Tabuları bir noktada kıran, farklı bakış açılarında statü sembolü haline gelen Cartier tasarımları bir kenara 2021’de Tank SolarBeat ile bu sefer kalibreye odaklandık. Yeni kalibre, tahmin edebileceğiniz gibi güneş enerjisiyle çalışıyor ancak, bu tür bir teknolojide tipik güneş pilleri yerine, Tank SolarBeat’in fotovoltaik hücreleri, kadran üzerindeki Romen rakamlarına dahil edilerek kadran formunu korunurken daha sürdürülebilir bir harekete izin verdi. Ancak güç rezervinin daha dikkat çekici olduğunu da dile getirebiliriz zira 16 yıl gibi bir süreden bahsediyoruz.

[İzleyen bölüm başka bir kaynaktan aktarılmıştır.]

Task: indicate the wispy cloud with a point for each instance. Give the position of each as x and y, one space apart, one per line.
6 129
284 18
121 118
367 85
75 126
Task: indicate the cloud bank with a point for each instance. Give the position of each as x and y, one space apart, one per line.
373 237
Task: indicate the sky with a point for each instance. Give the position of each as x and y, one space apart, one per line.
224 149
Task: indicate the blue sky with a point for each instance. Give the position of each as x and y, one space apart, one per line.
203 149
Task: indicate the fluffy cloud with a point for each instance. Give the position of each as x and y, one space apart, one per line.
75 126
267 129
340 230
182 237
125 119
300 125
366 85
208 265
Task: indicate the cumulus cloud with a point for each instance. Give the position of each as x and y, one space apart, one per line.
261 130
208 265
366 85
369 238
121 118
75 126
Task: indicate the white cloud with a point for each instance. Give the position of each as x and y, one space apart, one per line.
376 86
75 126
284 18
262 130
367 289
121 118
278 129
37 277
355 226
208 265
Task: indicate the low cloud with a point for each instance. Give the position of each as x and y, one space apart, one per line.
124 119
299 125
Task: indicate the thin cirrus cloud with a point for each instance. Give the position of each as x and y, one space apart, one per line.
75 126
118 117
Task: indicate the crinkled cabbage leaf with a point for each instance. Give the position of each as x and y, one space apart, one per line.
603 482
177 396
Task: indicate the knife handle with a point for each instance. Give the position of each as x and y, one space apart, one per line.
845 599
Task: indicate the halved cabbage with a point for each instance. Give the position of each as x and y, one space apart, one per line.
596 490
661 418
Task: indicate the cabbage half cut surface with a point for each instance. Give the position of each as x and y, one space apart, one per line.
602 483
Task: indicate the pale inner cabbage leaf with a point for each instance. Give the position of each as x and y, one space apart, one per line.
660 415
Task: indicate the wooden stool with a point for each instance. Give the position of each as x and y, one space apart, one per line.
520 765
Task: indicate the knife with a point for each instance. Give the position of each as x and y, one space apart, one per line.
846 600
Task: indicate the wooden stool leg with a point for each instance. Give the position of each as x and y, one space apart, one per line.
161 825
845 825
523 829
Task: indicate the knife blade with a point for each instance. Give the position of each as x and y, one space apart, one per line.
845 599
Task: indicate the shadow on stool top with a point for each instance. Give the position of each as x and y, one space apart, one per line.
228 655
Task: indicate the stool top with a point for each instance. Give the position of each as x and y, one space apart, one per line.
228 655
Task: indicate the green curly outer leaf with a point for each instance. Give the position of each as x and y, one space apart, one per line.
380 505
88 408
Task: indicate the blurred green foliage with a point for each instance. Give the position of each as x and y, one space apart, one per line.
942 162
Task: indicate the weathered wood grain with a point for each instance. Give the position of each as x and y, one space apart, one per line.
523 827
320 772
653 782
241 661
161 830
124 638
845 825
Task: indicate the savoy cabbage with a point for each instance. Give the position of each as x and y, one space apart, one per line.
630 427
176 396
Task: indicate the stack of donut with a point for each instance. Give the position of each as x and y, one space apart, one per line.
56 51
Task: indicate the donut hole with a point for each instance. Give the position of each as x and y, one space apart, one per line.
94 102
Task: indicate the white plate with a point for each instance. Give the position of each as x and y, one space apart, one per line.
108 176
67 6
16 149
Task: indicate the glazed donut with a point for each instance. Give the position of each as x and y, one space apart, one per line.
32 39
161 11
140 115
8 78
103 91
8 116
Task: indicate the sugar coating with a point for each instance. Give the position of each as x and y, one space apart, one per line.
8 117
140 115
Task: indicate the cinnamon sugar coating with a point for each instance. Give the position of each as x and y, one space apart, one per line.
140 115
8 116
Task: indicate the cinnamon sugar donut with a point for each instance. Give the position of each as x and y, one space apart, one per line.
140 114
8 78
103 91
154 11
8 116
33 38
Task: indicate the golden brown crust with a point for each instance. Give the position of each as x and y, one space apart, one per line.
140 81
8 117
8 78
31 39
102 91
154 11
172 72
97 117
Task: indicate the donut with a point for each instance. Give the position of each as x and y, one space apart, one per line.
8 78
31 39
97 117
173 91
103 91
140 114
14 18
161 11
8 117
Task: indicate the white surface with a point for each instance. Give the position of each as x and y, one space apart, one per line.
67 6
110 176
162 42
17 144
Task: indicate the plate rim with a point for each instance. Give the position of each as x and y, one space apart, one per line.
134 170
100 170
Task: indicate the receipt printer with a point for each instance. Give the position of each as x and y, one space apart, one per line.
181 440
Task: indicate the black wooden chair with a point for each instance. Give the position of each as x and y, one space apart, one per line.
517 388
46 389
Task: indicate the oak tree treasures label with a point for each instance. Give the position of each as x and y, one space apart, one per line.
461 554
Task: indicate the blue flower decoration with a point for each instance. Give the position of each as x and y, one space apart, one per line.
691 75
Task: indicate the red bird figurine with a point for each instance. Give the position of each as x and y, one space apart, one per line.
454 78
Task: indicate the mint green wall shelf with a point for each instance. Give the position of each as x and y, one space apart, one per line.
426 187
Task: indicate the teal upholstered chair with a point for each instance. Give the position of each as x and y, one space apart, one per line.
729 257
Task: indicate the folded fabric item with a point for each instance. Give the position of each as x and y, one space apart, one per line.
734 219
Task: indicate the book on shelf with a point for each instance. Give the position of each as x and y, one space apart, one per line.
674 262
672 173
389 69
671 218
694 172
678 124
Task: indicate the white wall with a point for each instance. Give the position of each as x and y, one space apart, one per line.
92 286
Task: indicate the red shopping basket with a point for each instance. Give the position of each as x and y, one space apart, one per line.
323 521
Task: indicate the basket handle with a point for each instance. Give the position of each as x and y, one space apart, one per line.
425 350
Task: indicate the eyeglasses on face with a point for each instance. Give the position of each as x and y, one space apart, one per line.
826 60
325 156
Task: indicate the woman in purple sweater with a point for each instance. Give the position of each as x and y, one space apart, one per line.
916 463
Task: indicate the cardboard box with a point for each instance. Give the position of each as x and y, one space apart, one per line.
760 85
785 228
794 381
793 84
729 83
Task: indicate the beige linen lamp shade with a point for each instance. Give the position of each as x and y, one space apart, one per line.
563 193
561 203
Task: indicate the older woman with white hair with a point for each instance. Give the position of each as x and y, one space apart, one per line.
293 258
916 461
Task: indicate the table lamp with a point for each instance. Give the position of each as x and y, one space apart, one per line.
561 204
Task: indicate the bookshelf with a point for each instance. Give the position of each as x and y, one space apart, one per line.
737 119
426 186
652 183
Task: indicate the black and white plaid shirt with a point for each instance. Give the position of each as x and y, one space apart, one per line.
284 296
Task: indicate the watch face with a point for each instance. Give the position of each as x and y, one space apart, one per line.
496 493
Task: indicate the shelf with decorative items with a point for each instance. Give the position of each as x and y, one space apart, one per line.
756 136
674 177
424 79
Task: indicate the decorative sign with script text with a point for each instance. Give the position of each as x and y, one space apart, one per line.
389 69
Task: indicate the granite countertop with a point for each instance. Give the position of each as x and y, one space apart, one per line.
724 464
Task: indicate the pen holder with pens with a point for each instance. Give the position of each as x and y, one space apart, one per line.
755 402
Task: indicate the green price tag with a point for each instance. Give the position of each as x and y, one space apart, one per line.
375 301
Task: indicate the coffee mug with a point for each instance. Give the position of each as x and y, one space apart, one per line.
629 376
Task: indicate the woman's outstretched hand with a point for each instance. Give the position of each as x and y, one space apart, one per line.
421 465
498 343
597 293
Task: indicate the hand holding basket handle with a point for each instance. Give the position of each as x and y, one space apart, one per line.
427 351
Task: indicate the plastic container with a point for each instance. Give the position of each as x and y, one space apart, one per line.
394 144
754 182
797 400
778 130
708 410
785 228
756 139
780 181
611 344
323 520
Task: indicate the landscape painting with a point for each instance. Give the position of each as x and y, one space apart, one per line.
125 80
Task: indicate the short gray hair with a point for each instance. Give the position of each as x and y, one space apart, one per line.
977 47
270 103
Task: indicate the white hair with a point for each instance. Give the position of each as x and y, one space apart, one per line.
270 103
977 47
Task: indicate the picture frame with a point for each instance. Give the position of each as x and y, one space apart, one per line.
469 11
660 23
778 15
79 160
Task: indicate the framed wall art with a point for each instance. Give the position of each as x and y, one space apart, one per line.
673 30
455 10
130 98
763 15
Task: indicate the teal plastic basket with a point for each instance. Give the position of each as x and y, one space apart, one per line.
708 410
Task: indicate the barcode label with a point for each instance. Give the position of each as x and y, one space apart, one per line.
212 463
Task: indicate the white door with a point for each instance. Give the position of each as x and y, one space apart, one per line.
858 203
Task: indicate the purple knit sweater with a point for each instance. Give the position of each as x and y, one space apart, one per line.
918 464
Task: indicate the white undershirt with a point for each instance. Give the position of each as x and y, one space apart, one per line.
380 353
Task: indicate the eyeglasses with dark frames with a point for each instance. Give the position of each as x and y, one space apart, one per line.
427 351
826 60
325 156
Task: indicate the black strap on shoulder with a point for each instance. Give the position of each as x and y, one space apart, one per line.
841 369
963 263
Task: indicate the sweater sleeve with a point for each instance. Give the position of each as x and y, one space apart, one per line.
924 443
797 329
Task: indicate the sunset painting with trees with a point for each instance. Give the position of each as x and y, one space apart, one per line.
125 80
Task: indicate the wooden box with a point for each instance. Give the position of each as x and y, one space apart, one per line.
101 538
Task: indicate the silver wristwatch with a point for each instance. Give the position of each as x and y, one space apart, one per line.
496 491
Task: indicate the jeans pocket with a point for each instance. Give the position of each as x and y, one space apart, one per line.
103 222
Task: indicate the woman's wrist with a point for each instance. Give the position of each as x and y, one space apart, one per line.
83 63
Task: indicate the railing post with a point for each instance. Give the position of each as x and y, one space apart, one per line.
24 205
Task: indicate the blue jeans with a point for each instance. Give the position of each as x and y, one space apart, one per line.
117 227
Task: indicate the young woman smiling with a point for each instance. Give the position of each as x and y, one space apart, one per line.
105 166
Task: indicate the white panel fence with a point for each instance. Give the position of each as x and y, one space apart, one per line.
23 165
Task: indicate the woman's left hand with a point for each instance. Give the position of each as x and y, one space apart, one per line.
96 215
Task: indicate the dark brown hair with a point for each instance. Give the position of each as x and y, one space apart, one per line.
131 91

Cartier’nin en yeni adımı ise 1996 yılında Fransız bir ruhu temsil ettiğini savunan Tank Française yenilemesi. 20 yıla yakın bir süredir büyük değişimler göstermeyen Tank Française güncel versiyonu ile farklı referansları derliyor. Çeşitli kasa boyutlarının yanı sıra mücevher eklemeler ya da pırıltısız kadranlar seçenekler arasında. Genel hatları ile 1996-2023 arasında bir karşılaştırma yapacak olursak; kasa boyutlarının diğerlerine göre daha büyük olduğunu söyleyebiliriz. Ekstra saten fırçalanmış kasa ve kayış, kurma kolunun entegrasyonu, altın modellerindeki şampanya rengi ve çeliklerdeki gümüş kadranlar yeni Tank Française’ın notları arasında.